Un apport indispensable au jeu lensois
Lens est une équipe qui sait où elle va et qui varie ses sorties de balle, grâce notamment à la qualité de sa triplette arrière (Gradit-Badé-Medina). Plutôt justes techniquement (88% de passes réussies pour Gradit et Medina, 82% pour Badé), les trois hommes sont alors capables de jouer long – on voit souvent l’un d’entre eux sortir balle au pied avant d’enclencher une transversale vers le piston opposé -, mais aussi de trouver l’un des deux attaquants entre les lignes lorsqu’ils décrochent.
Le 3-5-2 permet d’étirer le bloc adverse, et Lens utilise bien cette force grâce à des pistons formés pour le poste – et non des joueurs placés dans ce rôle par défaut. Une fois la sortie de balle assurée, le Racing réussit à enchaîner rapidement grâce à un Kakuta, fin techniquement et à une belle complémentarité devant. Sotoca (ou Banza) intervient en point de fixation, puisque grâce à son physique et à sa capacité à remporter des duels aériens (48 % en moyenne sur 9,81 tenté par match), il permet de casser la ligne défensive adverse et crée un décalage pour Kakuta et/ou l’attaque de soutien : Ganago ou Kalimuendo, en charge de prendre la profondeur dans l’espace libre.

C’est en ce sens que les qualités de Kalimuendo sont primordiales. Sa grosse pointe de vitesse lui permet d’être très dangereux par ses appels en profondeur.
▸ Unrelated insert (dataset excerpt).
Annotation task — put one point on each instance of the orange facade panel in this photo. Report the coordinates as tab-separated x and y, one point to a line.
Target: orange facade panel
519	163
C’est ainsi qu’il a égalisé contre Angers, à la réception d’un caviar de Gaël Kakuta, le néo-international Espoirs n’a pas tergiversé. Un pied droit solide, une demi-volée franche. Puissant et véloce, il se révèle aussi très utile dans son jeu dos au but, en appui, avec une remarquable conservation de balle.
Très intéressant dans son jeu sans ballon, Kalimuendo sait aussi se montrer efficace lorsqu’il l’a entre les pieds. Ainsi, l’attaquant lensois est tout à fait à l’aise lorsqu’il doit s’associer avec ses partenaires et fait preuve d’une certaine habilité technique en combinant en passe courte pour créer un déséquilibre dans les petits espaces (recherché à 265 reprises par ses coéquipiers). Il n’hésite d’ailleurs pas à s’insérer entre les lignes sur les attaques placées pour faire remonter le bloc (82 ballons touchés en zone médiane et 88 en zone offensive sur 165 au total). Il est d’ailleurs intéressant de noter qu’il fait souvent les bons choix en contre-attaque (592 mètres parcourus avec le ballon vers le but adverse pour 918 au total), signe d’une bonne vision du jeu. Enfin, sa vélocité et son accélération sur les premiers mètres en font un joueur dur à défendre et capable de grosses différences une fois lancé (comme contre Brest où il obtient un pénalty).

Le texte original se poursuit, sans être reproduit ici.